Symbiota nurtures all its own cultures under verified food licenses. You know that your starter will arrive well fed, resilient and ready to use within a few days. 

Is sourdough starter the same as sourdough culture?

A sourdough starter is a culture that contains wild yeasts and lactic acid bacteria. Often the word starter and culture in the sourdough world are used interchangeably. However, with other cultures, the term “starter” can refer to a one time use, this is not the case with the Symbiota sourdough starter cultures. 

Why use sourdough instead of commercial yeast?

Sourdough starter is good for recipes that require a double rise. It also allows for longer periods of proofing which commercial yeasts do not handle very well. This contributes to the complex and sour taste of sourdough. 

Are your sourdough cultures dairy-free? 

The Symbiota organic sourdough starter is dairy free. However, it is worth noting that some other suppliers may add certain ingredients to their starters and it is always worth checking this. 
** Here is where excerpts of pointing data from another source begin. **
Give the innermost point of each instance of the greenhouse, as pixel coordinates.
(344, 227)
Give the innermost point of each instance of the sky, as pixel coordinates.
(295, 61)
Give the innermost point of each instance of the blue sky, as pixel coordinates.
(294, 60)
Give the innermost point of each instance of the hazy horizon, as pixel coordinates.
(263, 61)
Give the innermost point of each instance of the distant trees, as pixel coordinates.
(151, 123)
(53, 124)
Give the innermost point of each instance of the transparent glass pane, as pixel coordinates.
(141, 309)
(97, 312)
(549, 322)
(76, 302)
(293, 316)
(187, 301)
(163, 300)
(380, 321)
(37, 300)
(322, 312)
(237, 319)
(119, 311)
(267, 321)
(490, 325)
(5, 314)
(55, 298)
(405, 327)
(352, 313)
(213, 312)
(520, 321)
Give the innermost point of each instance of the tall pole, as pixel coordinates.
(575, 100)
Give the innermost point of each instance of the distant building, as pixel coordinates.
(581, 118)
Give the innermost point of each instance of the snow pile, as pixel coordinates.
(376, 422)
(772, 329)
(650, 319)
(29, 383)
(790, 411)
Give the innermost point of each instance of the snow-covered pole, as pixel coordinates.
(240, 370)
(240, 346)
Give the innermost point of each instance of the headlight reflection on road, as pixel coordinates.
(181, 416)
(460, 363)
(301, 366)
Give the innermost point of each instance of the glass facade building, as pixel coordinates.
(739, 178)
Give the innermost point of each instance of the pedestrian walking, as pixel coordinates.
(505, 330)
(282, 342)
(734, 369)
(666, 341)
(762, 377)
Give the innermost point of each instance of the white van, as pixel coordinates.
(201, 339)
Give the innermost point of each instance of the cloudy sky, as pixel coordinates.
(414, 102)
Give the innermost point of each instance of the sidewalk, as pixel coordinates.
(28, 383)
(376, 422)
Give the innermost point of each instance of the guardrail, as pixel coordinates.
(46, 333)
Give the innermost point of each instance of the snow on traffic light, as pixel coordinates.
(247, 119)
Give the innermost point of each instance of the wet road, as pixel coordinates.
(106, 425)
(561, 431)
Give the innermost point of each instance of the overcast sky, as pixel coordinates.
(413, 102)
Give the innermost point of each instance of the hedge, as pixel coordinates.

Are your sourdough cultures vegan? 

The Symbiota organic sourdough starter is vegan, but once again some suppliers add ingredients to their starters and it is always worth checking this. 

Are sourdough cultures reusable?

Yes, once you receive your culture and look after it appropriately, it will last forever. 

Can you make a gluten free sourdough?

Yes, absolutely. Symbiota offers an organic gluten free sourdough starter and organic gluten free sourdough kit for people who still want to enjoy sourdough but cannot consume gluten.